There are six cosy rooms and a log cabin that capture the hill vibe really well. Little touches like the solar water heater and locally-sourced patchwork quilts made us feel incredible about reducing our mammoth carbon footprint (even if just for a day) along with making us feel very very cared for.
The hosts also work overtime in generously accommodating kid/Jain/gluten-free/any other special requests while also putting together exciting meals that somehow ride between Garhwali, Maharashtrian, Gujarati, English and other cuisines.
Not only are their toiletries and bed linen bought from well-meaning NGOs, but they harvest rain water, use locally grown produce and promote dying indigenous crafts.
Now, if you are wondering what to expect beyond La Villa Bethany, then, there’s little by the way of “doing something” if you cut out eating pancakes at Char Dukaan, climbing up to Lal Tibba (a scenic vantage point) and then going to Sister’s Bazaar to get homemade peanut butter (oh, and you can even pet a few dogs on the way).
There’s a 100-year-old Language School that’s a stone’s throw away from La Villa Bethany.
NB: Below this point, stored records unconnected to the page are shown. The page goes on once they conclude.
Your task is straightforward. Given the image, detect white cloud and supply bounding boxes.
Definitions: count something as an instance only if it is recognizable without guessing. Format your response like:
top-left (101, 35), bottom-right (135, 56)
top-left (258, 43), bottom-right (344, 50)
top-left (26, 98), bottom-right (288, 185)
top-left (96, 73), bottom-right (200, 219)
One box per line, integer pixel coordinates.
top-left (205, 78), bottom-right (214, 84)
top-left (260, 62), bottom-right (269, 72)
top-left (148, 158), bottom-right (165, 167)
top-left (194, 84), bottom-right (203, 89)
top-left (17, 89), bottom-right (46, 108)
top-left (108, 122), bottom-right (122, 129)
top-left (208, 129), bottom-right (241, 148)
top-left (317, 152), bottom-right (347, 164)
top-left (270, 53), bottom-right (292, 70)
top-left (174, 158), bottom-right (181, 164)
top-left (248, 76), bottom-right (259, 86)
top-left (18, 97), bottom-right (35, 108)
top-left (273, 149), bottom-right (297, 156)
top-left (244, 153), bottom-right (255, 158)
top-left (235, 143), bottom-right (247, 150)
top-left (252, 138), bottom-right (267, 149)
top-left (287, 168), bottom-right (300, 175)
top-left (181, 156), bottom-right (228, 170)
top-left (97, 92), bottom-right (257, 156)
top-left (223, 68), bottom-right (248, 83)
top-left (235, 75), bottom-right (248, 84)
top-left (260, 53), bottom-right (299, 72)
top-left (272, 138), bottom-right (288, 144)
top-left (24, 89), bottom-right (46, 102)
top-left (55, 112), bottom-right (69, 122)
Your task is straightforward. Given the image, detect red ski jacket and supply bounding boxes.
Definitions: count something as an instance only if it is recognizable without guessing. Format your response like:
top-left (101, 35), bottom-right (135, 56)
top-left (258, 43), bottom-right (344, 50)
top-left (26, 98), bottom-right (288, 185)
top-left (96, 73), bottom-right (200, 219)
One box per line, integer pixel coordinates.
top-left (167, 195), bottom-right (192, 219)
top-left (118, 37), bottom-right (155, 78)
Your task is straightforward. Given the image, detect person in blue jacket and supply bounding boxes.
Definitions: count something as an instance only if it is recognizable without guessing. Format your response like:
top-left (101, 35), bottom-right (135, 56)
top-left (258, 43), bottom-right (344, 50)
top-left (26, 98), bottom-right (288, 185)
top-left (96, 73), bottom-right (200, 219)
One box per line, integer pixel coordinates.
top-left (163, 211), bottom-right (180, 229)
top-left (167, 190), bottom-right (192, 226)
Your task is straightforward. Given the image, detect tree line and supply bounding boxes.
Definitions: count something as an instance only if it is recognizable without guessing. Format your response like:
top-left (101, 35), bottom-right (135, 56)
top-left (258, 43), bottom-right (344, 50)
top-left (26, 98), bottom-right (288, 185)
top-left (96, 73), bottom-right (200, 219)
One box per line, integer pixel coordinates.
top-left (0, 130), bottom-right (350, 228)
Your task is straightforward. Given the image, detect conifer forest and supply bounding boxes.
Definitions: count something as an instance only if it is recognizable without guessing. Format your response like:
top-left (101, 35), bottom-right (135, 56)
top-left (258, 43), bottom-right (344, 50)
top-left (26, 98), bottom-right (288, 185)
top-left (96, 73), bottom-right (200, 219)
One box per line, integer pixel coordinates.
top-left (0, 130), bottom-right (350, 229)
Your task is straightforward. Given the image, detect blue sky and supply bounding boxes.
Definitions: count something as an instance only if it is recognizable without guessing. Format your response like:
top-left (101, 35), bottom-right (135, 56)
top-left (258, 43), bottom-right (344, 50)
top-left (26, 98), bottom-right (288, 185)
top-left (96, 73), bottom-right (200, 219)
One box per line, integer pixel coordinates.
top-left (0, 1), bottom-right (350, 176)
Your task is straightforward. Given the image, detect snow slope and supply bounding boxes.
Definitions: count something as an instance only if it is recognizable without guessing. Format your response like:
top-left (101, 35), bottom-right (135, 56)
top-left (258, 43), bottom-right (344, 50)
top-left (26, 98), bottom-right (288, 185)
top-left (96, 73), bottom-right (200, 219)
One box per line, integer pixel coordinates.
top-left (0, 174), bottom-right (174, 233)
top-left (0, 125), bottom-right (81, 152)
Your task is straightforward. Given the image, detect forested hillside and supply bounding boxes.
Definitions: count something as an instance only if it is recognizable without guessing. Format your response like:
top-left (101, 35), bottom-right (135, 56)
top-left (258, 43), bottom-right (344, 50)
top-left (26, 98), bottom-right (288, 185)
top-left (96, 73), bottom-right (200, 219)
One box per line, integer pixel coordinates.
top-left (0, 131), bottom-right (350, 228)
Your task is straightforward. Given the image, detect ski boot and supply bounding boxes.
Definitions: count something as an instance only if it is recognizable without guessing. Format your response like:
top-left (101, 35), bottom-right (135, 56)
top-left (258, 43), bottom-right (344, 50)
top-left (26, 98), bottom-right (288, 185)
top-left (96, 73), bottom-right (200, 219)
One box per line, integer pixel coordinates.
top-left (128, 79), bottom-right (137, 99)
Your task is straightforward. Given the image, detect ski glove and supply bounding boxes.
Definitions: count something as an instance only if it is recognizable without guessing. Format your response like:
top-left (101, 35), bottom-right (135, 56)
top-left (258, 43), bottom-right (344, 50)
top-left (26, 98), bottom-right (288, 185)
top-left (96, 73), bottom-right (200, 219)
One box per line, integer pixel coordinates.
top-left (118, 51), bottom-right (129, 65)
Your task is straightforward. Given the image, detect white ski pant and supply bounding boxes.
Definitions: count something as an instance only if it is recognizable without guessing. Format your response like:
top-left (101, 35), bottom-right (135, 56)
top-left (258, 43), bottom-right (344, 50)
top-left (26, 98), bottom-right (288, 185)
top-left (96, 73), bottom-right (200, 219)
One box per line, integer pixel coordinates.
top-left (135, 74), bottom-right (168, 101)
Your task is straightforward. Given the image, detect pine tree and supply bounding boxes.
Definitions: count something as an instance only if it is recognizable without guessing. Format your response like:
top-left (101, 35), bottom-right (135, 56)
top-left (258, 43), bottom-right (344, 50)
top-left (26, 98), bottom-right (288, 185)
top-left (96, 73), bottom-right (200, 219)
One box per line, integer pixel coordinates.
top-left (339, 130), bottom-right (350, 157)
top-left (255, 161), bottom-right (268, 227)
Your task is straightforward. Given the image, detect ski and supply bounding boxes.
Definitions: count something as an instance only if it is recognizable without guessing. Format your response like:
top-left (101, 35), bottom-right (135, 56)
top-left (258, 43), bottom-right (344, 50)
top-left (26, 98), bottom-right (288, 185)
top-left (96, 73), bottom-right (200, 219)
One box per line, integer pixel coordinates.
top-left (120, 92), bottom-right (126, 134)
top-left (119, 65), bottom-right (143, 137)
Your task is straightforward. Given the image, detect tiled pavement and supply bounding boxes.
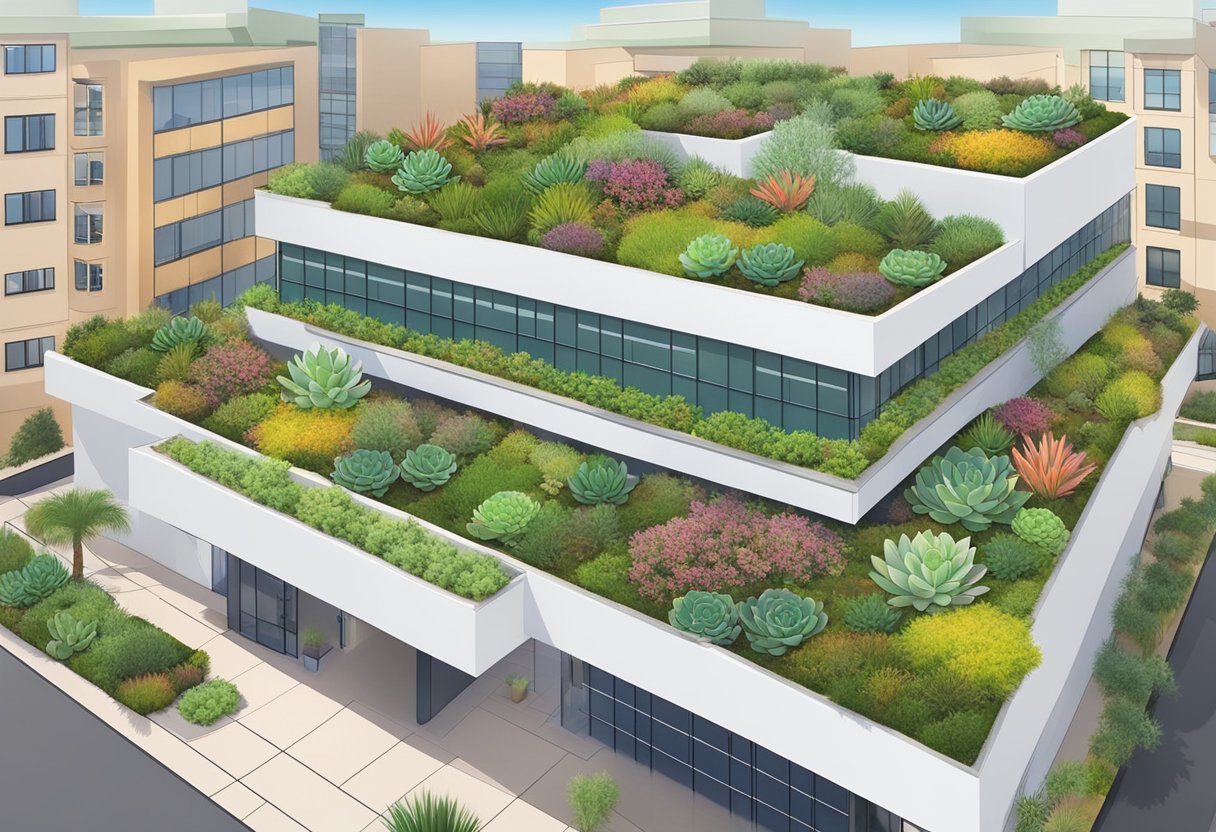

And, if you’re itching for some more action, you can venture into an unspoiled jungle, Jabarkhet Nature, some four kms away. Here, you can spot ferns, wild mushrooms, berry bushes and medicinal jaribootis (don’t start treating that wound yet).
For woolies and customised shoes, count on Landour Bazaar. To call it a day, you can enjoy dinner in your small (but lovely) balcony while gazing at the stars.